Certains spéculèrent sur Jian Sizong, s’interrogeant sur son comportement et sur ses liens occultes avec un pair brutal aux ambitions démesurées. Chacun savait, bien sûr, qui était ce « pair brutal » ; lorsque la situation s’aggrava un peu, les rumeurs devinrent plus précises, accusant un certain individu de ne reconnaître ni père ni monarque et d’avoir l’intention de se rebeller. Ainsi, les ragots concernant la faction du Prince aîné s’accumulèrent comme des flocons de neige en hiver.

D’autres prirent la défense de Jian Sizong en dénonçant la magie noire et le chamanisme, évoquant tantôt la technique du parasite chamanique, tantôt une controverse sur une figure influente de la Cour protégeant un prêtre taoïste. On colporta des bruits sur la culture immortelle et l’alchimie — chacun savait que l’assistant le plus fiable de Helian Qi était un prêtre taoïste surnommé Li. Pendant un temps, des mots critiques tels que « mal », « sorcellerie » et « déviance » fusèrent de toutes parts, saturant l’air d’un flot ininterrompu de commérages. La table du Dragon semblait prête à s’effondrer sous le poids de tant de médisances.

Malgré cette atmosphère viciée à la Cour, pour les enfants encore étrangers à de telles préoccupations, le temps filait avec une légèreté particulière. Ils grandissaient à une vitesse fulgurante, partagés entre l’étude et leurs rêveries.

Bien que Wu Xi vive à proximité de Jing Qi, ils échangeaient peu.

Le premier ressentait une méfiance instinctive envers ce jeune homme raffiné, comme s’il percevait derrière son sourire une ombre indéfinissable.

Il avait eu peu de contacts avec les habitants des Plaines Centrales et ignorait à quoi ils devaient ressembler. Il songeait simplement que le Prince aîné, qui avait exigé sa mise à mort à la Cour, était supportable, que l’empereur, perdu dans ses propres affaires, ne l’inquiétait pas, et que le Seigneur Chen, toujours dissimulé derrière un voile de mystère, ne lui inspirait ni crainte ni curiosité. Aucun d’eux ne lui hérissait le poil comme le faisait ce Prince Nanning.

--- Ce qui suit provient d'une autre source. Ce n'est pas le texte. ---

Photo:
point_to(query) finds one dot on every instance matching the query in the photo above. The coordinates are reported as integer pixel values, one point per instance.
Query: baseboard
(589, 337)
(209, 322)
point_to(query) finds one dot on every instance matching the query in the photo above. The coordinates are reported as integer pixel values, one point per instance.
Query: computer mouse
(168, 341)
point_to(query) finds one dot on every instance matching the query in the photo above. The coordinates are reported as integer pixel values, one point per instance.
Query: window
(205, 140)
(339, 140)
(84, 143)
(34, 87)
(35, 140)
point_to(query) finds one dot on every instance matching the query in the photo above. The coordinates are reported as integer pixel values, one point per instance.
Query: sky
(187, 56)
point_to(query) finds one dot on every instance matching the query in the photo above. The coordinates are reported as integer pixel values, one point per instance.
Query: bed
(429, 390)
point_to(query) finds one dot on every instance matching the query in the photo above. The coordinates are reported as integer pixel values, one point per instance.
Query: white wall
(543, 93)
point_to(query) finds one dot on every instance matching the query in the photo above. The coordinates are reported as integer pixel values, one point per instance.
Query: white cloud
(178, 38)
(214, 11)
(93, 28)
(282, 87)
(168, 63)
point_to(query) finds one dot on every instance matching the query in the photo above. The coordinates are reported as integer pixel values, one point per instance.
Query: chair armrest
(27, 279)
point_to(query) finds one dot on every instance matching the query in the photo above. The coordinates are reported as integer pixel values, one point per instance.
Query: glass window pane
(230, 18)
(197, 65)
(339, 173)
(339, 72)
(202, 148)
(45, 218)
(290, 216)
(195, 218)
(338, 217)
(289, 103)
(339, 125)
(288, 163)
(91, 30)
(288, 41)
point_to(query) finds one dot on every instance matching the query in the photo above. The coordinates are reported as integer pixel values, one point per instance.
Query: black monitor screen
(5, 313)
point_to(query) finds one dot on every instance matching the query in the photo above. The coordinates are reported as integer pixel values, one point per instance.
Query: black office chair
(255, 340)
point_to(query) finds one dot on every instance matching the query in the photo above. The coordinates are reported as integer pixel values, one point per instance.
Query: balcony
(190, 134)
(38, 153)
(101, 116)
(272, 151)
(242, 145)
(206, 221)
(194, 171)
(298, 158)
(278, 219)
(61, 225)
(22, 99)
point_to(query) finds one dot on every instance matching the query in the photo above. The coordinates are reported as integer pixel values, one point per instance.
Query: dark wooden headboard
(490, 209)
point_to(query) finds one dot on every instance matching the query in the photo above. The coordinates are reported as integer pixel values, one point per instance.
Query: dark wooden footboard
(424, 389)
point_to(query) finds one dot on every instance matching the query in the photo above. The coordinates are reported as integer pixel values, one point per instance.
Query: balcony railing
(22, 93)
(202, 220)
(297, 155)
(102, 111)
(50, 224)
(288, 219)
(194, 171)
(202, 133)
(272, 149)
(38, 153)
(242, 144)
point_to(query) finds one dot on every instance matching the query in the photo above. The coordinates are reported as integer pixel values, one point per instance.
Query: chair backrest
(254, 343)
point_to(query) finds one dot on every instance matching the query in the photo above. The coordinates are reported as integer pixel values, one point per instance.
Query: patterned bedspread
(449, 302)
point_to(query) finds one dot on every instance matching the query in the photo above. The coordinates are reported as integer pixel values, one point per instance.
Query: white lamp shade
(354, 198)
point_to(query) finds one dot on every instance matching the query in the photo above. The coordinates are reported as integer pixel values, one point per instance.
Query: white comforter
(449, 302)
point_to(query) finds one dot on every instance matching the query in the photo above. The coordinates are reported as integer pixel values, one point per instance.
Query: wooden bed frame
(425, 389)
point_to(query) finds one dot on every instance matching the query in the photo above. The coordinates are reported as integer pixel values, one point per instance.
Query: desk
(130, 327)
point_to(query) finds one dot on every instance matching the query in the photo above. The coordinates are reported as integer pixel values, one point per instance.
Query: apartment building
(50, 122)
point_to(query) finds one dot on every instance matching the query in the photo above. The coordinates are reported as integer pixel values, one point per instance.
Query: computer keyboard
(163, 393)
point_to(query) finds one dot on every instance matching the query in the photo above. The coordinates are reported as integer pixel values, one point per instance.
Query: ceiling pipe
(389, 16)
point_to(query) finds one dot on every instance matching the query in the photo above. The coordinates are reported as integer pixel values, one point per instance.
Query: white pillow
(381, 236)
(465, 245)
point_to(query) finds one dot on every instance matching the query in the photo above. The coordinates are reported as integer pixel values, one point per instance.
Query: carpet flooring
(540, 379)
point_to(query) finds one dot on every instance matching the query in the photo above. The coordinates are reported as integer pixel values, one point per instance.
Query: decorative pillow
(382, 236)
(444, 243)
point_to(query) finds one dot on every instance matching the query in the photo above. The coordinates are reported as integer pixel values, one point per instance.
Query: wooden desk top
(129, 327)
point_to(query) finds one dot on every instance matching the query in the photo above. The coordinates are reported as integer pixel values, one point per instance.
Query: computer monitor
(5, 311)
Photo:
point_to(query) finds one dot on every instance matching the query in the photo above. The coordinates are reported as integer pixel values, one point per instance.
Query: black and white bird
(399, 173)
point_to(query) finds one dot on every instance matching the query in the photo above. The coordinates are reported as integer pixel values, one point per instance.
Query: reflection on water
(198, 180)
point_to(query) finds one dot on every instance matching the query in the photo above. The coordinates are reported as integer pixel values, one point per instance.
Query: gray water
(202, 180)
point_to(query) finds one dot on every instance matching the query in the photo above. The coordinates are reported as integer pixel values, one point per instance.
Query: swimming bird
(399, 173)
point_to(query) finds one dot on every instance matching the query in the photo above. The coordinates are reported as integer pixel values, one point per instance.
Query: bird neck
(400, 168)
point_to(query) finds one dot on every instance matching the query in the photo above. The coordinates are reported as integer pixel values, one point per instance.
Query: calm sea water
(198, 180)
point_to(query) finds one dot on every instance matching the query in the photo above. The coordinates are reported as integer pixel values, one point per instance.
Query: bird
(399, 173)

Jing Beiyuan semblait enveloppé de la brume des forêts du Sud, un voile insaisissable qui se densifiait à mesure qu’on s’approchait de lui. Wu Xi avait le sentiment que ce prince n’avait rien de commun avec les jeunes gens de son âge. Il lui évoquait plutôt un spectre ayant vécu un nombre incalculable d’années, peut-être aussi longtemps que le Grand Chaman, voire plus encore. Plonger son regard dans ses yeux était comme scruter un brouillard impénétrable ; nul ne pouvait discerner si ses pensées étaient bienveillantes ou funestes.

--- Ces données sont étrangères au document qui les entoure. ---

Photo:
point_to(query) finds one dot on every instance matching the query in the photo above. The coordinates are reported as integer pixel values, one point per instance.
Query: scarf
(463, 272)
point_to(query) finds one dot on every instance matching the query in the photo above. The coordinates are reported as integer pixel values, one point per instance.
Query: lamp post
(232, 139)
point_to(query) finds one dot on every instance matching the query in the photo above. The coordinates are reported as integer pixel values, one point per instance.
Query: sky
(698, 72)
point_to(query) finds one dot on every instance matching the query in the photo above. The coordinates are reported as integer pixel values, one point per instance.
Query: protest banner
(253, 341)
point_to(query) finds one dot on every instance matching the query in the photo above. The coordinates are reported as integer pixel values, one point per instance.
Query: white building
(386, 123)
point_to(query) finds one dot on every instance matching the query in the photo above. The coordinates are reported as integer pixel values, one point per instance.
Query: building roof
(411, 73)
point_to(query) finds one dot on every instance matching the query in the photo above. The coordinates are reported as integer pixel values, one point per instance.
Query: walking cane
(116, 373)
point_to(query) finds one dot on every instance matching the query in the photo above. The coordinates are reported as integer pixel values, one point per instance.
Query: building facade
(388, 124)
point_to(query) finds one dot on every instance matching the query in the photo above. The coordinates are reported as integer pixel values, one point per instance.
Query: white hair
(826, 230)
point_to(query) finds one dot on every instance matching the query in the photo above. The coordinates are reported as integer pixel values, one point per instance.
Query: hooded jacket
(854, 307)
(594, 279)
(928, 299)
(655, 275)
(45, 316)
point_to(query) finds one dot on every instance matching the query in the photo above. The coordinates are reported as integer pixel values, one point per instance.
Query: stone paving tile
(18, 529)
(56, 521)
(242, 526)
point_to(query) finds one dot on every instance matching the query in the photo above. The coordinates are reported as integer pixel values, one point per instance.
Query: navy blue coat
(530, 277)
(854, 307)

Dans le Nanjiang, les enfants, dès l’âge de quatre ans, apprenaient les rudiments de la chasse auprès des adultes, ainsi que les méthodes de prévention contre toutes sortes de poisons. À sept ans, ils accompagnaient déjà leurs aînés et, à dix ans passés, ils savaient survivre par leurs propres moyens. Ils distinguaient d’un simple souffle de vent si une présence relevait d’un petit gibier ou d’une bête féroce, et voyaient à travers le déguisement du renard le plus rusé, percevant instinctivement où se situait le danger.

Et à cet instant, son instinct lui intimait de ne pas s’approcher cet adolescent nommé Jing Beiyuan.

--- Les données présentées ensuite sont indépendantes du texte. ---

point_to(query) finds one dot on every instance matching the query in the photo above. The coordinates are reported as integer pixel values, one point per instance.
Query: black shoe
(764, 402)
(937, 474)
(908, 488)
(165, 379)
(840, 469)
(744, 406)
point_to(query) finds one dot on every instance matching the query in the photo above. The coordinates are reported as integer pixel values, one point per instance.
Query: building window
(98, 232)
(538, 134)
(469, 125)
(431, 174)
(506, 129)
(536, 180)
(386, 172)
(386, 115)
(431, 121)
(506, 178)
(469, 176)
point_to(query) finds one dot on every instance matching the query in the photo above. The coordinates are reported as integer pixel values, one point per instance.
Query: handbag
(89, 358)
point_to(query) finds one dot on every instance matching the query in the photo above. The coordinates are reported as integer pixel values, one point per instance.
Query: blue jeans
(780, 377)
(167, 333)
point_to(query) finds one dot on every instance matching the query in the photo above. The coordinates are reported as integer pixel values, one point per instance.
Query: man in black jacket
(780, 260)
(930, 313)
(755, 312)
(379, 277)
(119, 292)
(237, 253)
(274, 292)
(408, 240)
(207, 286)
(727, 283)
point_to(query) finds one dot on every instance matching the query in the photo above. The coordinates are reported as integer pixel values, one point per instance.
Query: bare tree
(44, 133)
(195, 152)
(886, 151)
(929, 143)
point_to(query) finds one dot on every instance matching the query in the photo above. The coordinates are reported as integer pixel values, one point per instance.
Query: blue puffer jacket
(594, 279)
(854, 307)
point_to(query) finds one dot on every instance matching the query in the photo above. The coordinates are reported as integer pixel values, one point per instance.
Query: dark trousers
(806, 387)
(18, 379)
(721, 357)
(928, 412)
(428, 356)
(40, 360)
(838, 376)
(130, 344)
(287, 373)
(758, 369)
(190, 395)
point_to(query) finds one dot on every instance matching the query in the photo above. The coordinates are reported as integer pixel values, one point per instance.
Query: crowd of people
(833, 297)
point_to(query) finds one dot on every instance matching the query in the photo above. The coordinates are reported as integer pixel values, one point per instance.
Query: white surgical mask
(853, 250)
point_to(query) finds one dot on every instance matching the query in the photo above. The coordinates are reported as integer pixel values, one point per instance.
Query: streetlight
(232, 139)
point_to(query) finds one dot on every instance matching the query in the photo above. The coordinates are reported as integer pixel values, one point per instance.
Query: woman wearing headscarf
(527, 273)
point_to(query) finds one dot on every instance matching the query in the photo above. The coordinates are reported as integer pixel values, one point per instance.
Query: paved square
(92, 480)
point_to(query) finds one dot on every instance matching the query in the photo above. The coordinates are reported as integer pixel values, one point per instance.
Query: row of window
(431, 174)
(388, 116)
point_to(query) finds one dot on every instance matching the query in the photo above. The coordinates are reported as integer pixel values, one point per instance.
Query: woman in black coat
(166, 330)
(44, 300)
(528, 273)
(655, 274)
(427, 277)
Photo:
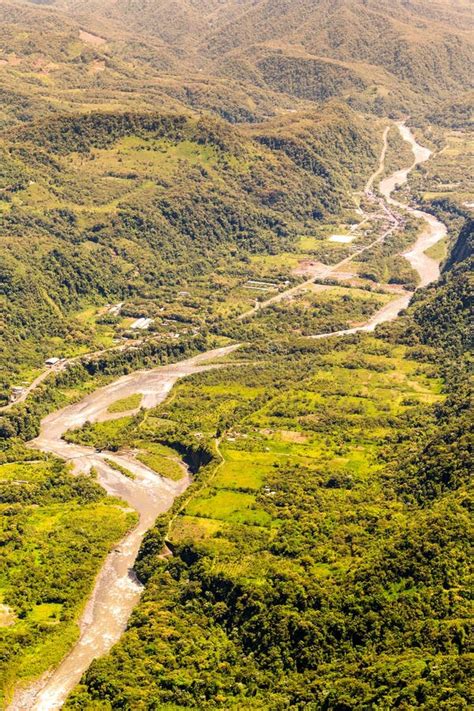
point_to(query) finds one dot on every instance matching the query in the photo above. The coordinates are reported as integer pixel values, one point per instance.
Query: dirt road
(434, 231)
(116, 591)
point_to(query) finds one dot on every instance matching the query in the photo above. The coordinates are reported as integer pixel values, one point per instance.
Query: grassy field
(125, 404)
(51, 550)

Jing Qi, lui, se fiait aux affinités naturelles entre les êtres et restait impassible. Sentant qu’il n’était sans doute pas fait pour s’entendre avec cet enfant aux yeux sincères, il ne le dérangeait pas outre mesure. Il lui arrivait seulement, lorsqu’il croisait Helian Yi lors de ses promenades, d’envoyer à Wu Xi quelques-unes des nouveautés qu’il recevait, demandant à Ping An de les lui remettre.

‘Louveteau ou lapin, il faut d’abord l’apprivoiser, et ensuite seulement ils pourraient parler’, se disait-il.

*

Ainsi, quatre années s’écoulèrent en un clin d’œil, et durant tout ce temps, il observa, comptant mentalement ceux qui allaient et venaient au manoir du Chamanet.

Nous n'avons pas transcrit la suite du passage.